This week I've been reading a few books dealing with presidents. They are my favorite. I'm kicking off the new year by re-reading one book that I think every speaker should read a dozen times and finishing a book on Reagan. Additionally I've started a book on the founding fathers which is starting to catch my interest.

The book I'm re-reading and the book you MUST BUY is the same one I recommended back in July of 2005. Speak Like Churchill, Stand like Lincoln. It's just flat out practical and powerful if you communicate regularly. This time through I've tried to slow down and only read a few nuggets at a time to begin to chew on them.

The second book (which I'm almost finished) is titled "How Ronald Reagan Changed My Life" by Peter Robinson. This book is especially relevant to anyone in their twenties to mid-thirties still figuring out some of the questions we're all supposed to have answered by now.
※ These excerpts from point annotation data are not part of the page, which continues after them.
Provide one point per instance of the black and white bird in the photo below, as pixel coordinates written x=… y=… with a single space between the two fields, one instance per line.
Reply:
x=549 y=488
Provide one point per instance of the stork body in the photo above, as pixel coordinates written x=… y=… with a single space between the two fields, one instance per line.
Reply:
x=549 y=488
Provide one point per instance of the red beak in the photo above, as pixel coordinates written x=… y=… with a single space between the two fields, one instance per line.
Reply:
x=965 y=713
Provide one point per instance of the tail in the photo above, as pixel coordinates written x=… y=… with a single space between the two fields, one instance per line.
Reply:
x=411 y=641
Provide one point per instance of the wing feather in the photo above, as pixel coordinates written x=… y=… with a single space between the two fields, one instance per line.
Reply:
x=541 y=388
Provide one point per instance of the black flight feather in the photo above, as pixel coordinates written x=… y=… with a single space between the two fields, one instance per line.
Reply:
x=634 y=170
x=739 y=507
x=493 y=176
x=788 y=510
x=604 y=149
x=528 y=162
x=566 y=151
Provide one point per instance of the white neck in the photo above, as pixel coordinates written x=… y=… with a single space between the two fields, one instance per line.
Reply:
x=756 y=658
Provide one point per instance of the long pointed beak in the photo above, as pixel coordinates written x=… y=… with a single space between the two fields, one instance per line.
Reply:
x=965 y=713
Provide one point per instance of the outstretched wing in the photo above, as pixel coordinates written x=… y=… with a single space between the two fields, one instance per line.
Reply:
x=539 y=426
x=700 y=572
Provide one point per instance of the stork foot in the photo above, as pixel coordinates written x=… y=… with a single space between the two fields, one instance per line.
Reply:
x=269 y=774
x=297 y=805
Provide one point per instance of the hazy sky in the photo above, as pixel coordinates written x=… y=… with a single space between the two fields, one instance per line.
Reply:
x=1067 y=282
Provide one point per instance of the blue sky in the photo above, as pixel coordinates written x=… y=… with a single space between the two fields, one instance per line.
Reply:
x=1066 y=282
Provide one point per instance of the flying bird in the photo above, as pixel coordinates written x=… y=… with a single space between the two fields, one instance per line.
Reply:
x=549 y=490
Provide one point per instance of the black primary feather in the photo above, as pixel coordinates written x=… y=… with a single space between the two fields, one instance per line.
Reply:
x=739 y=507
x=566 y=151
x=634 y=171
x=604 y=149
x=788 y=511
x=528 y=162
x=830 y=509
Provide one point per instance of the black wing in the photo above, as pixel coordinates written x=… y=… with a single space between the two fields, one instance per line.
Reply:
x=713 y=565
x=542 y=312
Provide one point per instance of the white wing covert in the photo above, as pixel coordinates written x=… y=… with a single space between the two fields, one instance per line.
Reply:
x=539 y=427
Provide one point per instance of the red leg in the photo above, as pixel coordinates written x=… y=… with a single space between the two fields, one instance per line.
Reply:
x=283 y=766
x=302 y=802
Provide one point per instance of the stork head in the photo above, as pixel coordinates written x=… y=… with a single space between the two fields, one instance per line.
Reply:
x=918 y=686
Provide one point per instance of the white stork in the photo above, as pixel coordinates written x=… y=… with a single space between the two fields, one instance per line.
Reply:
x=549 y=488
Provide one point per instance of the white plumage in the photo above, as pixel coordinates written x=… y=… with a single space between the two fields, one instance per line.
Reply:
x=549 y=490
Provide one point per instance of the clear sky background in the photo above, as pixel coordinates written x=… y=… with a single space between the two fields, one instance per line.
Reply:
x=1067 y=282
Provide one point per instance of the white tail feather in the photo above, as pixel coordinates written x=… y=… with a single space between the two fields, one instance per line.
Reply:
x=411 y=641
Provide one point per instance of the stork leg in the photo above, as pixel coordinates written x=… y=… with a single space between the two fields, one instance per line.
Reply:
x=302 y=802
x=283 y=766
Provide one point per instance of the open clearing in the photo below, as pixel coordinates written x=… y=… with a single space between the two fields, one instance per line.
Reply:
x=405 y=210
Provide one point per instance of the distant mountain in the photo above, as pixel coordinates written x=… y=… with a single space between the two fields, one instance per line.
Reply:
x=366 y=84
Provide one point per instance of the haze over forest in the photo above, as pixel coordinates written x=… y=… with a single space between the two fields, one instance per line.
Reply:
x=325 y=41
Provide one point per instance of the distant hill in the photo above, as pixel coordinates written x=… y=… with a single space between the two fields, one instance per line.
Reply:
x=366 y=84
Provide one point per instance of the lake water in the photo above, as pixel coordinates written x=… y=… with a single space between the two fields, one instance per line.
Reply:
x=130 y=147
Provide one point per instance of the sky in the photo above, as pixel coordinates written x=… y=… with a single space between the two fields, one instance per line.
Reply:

Drawing on his experience as a speechwriter under Reagan, Peter Robinson speaks of the life lessons he learned from observing the President from an arms reach. Having been charged with writing speeches the public would believe Reagan wrote, Robinson had to learn to understand the way Reagan thought. As Robinson got to know more about what made Reagan he found in these answers a sort of mentorship to which he passes on to the reader. It's well worth your time even if you aren't a political buff like myself.

Finally the newest book in my collection is a Christmas gift from my wife, American Creation by Joseph J. Ellis. As a pulitzer-prize winning author, Ellis goes back to his familiar stomping grounds of the American Revolution and draws a series of potraits of the men who helped shape our Nation's core. What each one of us enjoy (and often take for granted) is a society designed to tackle and openly wrestle with tough questions. American Creation takes aim to provide us a realistic look at the men and the situations which developed this nation while pointing out that the creation of our country did not provide a utopia where all quetions can have final answers but rather an atmosphere where all questions can be openely debated (and prayerfully decided the right way at the end of the day).

While I always gain leadership insights from these books, it is for me a pleasure read. Who knows, maybe you'd like it to. By the way I was turned on the Ellis when I read his book "His Excellency".